Have you checked your default sound device? Control Panel > Sounds and Audio Devices > Audio Tab. Under Sound playback you should see whatever sound 'card' you are using displayed in the drop-down box. And also, make sure that the 'Use only default devices' check box at the bottom is checked.

Pauldo


----------



## pure.Wasted (Nov 25, 2008)

Control Panel > Sound and Audio Devices > Audio:

All three options are greyed out. Under "Volume" it says that "No audio device is selected." Bottom is also greyed out. 

Obviously this is complete rubbish because I never went here and changed the settings (and I know that no one else did either). 

:sigh:


edit: I read around a bit and this sounds suspiciously similar to tlf's "no sound device" thread. No faulty red/yellow exclamation marks, nothing. For the record I seem to be running SigmaTel High Definition (from Device Manager).

Should I just try that UAA thing you guys were talking about?

P.S. iTunes has stopped working ever since I restarted my computer to see if that would... stop it from working. It did.


----------



## Pauldo (Jun 22, 2008)

Sometimes I think that the alignment of the moon and planets has a lot to do with it .

First thing to try would be to re-install your audio drivers.

If that doesn't work, then you should probably try and re-install UAA drivers. It is best if you have the latest drivers available before you start this. 

To do this you will need to completely uninstall your audio device by removing software via Add and Remove, then before you reboot, go into Device manager and uninstall your audio device there. Re-boot. Cancel out of Found New Hardware Wizard, if it comes up. Install UAA drivers. Re-boot. Cancel out of Found New Hardware Wizard. Install your audio drivers.

Link to UAA drivers.

Let us know how it goes.

Pauldo

*Edit*: Man, not fast enough. Ya, try the UAA drivers. Hope that get's it working.


----------



## pure.Wasted (Nov 25, 2008)

_Ooookay_, this is getting pretty strange. So I've figured out a way to solve the problem -- _temporarily_. 

I go into device manager, look up the SigmaTel audio codec, and disable it. Then I enable it and reboot the computer, and the sound works fine until the cable moves (since it's kinda scratched and falls out of its place in the back easily). If it moves, moving it back into place will not get the sound going, I have to redo the whole process from scratch.

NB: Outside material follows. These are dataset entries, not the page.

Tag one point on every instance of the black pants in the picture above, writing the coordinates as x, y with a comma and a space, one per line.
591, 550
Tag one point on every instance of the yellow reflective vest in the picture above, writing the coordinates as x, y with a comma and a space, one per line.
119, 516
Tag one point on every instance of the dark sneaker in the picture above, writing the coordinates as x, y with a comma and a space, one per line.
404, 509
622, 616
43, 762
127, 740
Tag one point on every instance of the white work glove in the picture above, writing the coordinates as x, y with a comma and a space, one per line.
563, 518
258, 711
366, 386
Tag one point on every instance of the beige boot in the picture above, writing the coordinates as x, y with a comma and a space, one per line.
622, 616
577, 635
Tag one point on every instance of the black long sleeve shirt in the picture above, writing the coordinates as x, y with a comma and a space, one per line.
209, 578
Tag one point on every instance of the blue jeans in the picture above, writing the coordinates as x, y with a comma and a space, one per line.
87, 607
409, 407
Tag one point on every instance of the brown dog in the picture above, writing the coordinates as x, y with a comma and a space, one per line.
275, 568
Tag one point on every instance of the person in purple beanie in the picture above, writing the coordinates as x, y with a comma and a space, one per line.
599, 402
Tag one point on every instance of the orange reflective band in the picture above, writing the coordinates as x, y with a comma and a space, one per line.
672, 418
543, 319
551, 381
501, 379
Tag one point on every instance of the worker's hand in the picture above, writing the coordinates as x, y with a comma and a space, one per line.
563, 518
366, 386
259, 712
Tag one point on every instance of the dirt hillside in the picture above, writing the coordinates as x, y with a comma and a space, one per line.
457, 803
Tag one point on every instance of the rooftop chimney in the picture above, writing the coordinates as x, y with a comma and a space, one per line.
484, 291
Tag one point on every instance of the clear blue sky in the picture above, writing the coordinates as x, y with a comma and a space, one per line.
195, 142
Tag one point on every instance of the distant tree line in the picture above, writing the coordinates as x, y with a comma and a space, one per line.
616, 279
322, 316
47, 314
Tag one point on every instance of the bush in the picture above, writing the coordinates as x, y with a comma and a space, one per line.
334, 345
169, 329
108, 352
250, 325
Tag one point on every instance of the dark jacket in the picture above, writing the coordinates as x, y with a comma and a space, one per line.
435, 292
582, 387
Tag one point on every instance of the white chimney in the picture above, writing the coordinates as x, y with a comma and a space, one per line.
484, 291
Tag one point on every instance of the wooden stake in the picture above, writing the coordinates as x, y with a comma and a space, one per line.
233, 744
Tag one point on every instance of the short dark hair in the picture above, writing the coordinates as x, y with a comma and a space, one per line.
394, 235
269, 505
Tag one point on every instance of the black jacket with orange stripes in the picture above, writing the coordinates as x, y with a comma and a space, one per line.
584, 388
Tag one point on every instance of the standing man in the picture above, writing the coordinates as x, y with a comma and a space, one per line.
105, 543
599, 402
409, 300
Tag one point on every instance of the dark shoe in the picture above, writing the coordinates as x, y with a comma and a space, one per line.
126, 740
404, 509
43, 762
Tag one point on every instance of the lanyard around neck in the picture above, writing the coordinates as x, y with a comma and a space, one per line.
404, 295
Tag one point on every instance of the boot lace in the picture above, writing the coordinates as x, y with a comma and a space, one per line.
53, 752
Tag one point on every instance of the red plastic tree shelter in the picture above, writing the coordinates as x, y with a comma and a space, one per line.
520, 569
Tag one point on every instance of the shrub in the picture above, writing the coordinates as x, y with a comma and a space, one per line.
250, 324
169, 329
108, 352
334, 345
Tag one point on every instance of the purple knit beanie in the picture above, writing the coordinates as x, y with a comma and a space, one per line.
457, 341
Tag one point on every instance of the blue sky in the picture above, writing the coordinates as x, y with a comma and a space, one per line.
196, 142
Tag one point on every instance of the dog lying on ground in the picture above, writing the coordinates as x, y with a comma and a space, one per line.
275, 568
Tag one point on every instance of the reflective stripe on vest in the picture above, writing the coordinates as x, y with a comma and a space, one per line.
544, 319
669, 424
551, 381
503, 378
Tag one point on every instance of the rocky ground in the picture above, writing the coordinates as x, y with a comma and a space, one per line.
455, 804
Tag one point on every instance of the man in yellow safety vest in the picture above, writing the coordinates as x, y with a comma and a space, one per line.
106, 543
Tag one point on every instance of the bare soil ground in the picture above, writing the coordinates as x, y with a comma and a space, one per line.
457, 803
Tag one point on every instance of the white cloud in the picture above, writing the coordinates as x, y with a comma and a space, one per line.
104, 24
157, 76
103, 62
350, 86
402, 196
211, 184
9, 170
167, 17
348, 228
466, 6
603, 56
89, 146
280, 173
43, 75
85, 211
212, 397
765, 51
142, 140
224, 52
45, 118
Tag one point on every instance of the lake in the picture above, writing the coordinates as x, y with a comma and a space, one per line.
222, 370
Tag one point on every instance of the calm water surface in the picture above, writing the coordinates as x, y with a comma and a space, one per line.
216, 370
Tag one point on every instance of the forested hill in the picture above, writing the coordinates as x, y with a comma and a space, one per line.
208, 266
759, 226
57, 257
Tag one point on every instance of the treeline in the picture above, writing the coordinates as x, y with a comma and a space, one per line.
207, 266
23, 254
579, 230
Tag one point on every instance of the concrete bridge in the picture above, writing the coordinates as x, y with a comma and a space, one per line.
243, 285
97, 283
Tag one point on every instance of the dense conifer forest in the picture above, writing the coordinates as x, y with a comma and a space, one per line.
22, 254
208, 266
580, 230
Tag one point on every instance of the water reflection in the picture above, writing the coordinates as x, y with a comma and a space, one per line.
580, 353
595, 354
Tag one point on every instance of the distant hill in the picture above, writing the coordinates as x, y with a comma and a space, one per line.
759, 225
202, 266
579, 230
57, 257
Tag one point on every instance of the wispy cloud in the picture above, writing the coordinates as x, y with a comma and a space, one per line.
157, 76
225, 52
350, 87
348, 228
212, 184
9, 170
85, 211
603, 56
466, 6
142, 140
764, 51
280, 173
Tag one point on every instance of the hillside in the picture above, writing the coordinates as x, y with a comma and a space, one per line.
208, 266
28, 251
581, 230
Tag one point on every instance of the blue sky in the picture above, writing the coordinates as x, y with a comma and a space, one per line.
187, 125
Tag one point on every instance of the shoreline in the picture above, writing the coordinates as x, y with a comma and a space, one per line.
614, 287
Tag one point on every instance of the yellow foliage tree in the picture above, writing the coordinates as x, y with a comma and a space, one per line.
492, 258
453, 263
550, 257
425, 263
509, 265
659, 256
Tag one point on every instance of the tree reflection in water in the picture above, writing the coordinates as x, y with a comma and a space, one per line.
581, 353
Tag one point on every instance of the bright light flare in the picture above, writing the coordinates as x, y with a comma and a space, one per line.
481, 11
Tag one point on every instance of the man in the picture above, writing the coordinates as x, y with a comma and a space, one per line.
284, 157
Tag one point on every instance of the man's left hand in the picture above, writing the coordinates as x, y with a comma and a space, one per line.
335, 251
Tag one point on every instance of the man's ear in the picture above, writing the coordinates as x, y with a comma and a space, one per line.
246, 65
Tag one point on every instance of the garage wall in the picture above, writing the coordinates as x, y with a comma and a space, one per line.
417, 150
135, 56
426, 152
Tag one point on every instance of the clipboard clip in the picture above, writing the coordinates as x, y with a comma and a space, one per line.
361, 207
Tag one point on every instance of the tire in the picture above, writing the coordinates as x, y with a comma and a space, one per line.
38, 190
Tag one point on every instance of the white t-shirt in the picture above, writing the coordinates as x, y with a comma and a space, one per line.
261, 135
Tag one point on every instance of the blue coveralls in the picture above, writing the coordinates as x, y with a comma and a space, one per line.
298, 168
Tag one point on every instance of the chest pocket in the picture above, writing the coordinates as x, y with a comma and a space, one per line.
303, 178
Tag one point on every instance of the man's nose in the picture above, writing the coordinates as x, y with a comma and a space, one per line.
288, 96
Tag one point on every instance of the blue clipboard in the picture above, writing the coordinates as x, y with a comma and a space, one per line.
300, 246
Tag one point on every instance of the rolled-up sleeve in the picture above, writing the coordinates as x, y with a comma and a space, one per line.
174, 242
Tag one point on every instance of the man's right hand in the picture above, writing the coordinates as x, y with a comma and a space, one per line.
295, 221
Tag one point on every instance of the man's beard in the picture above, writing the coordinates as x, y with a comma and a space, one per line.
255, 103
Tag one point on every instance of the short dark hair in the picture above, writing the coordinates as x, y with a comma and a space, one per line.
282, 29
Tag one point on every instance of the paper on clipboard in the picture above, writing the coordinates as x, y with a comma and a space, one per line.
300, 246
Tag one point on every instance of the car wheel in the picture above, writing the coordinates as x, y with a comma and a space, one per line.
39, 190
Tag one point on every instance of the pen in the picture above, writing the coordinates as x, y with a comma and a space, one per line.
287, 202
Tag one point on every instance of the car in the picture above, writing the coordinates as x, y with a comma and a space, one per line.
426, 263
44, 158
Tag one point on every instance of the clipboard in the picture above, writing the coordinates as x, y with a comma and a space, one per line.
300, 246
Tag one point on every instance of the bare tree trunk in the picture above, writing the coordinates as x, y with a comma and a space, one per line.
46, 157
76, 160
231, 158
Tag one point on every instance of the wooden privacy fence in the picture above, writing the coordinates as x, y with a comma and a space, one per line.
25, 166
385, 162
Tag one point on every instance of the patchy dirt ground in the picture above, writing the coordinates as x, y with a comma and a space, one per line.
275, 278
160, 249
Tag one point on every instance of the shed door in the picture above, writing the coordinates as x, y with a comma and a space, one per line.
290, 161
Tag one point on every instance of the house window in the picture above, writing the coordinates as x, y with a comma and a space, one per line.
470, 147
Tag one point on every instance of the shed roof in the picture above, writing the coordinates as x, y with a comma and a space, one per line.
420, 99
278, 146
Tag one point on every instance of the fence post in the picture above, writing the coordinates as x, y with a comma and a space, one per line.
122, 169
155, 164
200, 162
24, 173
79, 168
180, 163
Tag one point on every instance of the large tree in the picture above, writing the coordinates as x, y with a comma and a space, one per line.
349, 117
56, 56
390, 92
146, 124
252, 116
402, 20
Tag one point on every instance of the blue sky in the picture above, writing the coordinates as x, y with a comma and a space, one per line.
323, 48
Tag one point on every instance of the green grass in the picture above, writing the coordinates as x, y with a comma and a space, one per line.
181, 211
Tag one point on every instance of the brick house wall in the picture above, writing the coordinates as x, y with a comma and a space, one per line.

However, it'll still work for some things. For example, audio on video files will stop working, as will games, but YouTube pages will work.

Pretty ridiculous. Not really anything you guys can do about it, I think, just decided to share so we can all get a laugh. Thanks for the help.


----------



## Pauldo (Jun 22, 2008)

Thanks.

That is wierd.

My recommendation. Duct tape. :grin:

Pauldo


----------